In G.O.P. Divided as Bush Views Social Security in this morning's NY Times, Richard Stevenson writes:
In addition, he is dispatching his Treasury secretary, John W. Snow, to New York to reassure Wall Street that his approach, which could involve trillions of dollars in new government borrowing, is consistent with efforts to reduce the budget deficit and improve the nation's financial condition.
You know what's sad? This is the truth.
It's TOTALLY consistent with his other efforts. There's a presentation of a scenario so worst case that it's impossible an a claim it represents the current state of affairs. There's bullshit about how borrowing billions in the next few years isn't really an increase in debt because the impossible scenario implies we might one day have to pay enough to reach the same figure by adding everything we may have paid over a 75 year time span. And every gesture has a result entirely other than the claimed effect.
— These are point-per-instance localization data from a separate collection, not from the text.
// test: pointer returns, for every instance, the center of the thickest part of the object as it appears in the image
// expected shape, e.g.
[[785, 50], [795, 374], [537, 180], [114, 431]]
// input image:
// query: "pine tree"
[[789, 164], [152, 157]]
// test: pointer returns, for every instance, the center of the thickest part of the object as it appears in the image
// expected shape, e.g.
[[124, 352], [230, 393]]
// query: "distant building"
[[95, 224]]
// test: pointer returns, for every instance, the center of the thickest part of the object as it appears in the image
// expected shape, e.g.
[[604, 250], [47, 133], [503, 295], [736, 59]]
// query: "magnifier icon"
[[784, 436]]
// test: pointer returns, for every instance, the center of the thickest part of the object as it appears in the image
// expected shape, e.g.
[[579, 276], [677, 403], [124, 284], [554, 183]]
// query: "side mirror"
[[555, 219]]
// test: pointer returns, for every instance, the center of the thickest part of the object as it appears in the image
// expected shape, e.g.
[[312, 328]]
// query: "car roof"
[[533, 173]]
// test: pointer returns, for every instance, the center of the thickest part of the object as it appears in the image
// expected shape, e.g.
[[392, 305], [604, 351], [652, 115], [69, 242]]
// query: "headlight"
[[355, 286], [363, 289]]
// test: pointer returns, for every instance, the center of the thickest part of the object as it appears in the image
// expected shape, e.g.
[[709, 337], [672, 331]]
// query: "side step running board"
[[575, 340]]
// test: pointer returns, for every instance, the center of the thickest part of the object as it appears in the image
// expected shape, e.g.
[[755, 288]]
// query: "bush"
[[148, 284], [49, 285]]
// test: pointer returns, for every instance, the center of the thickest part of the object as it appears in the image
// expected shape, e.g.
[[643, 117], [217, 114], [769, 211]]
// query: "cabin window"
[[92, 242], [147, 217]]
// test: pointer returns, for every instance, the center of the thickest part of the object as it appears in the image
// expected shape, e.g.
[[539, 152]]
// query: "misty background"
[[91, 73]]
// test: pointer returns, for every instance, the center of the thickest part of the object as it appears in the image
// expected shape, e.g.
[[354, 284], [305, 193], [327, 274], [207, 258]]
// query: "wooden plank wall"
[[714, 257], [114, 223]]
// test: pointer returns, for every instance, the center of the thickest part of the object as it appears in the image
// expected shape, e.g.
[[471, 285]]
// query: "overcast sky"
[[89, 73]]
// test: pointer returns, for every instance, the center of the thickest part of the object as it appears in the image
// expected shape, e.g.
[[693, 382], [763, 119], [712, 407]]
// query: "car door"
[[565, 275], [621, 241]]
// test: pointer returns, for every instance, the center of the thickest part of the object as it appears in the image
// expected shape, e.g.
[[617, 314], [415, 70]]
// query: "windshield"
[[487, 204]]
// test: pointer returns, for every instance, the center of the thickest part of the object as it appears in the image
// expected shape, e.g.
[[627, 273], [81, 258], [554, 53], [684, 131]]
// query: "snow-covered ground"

One group of Republicans is pressing the administration to make the accounts as big as possible, preferably permitting the investment of all or nearly all of the 6.2 percent levy on wages that individuals contribute to Social Security. (Under all proposals, employers would continue to pay an additional 6.2 percent tax on each employee's wages up to a wage cap that this year is $90,000.)
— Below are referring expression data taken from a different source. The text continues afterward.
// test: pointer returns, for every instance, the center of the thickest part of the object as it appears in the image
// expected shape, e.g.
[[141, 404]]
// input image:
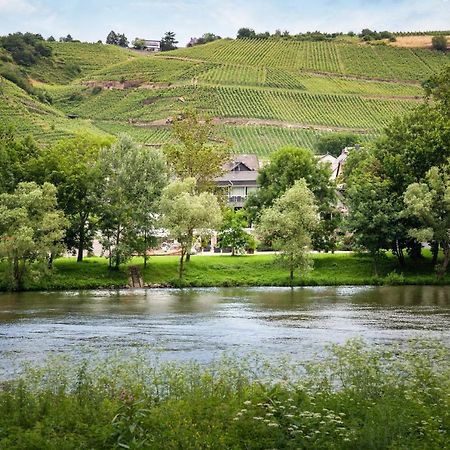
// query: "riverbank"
[[353, 397], [225, 270]]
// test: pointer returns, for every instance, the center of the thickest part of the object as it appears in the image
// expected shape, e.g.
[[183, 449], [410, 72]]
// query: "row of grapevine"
[[146, 69], [333, 110], [280, 78], [318, 109], [261, 140], [382, 61]]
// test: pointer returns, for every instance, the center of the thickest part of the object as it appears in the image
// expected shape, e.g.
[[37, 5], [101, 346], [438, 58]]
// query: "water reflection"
[[201, 323]]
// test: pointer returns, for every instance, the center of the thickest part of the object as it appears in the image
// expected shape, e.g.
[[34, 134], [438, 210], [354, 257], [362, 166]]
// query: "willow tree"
[[199, 152], [289, 223], [134, 177], [31, 229], [184, 212], [429, 202]]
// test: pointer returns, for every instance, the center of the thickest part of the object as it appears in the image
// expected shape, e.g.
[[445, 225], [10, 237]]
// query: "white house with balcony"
[[239, 179]]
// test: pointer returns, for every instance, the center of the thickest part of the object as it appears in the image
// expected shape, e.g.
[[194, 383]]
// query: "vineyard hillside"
[[263, 94]]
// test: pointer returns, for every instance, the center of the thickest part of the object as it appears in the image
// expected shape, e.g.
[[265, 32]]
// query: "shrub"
[[439, 43]]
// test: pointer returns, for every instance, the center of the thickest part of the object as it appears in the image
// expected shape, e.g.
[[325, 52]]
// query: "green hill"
[[263, 93]]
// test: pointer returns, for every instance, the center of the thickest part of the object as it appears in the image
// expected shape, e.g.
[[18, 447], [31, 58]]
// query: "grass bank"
[[353, 398], [224, 270]]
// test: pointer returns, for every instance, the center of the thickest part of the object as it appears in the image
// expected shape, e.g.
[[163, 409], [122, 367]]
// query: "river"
[[200, 324]]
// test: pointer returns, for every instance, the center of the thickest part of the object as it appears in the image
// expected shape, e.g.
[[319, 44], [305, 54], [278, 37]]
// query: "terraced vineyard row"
[[380, 61], [29, 117], [280, 78], [148, 69], [328, 110], [77, 59], [261, 140], [145, 135], [318, 109]]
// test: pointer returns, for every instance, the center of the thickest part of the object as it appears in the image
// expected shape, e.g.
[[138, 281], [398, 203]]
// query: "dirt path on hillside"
[[361, 77], [245, 121]]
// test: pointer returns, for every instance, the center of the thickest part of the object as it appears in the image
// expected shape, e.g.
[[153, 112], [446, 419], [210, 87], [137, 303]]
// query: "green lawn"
[[224, 270]]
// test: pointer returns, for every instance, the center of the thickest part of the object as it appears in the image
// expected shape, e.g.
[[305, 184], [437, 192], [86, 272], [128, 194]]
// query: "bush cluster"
[[354, 397]]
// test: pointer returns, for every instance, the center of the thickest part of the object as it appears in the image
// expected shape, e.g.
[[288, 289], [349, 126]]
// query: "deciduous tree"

Many of the same Republicans have also come out forcefully against a proposal to deal with Social Security's long-term financial problems by reducing the part of future retirement benefits that would come from the government.
In a word, Starve The Beast. Three words. Give me a demerit.
But the approach has been embraced by some other high-profile Republicans, who say it would be a bold move to harness the power of markets to address social and economic issues and would in the long run leave the nation in much stronger financial condition.
And I would be interested in knowing what social issue this is supposed to address. I don't even want to guess.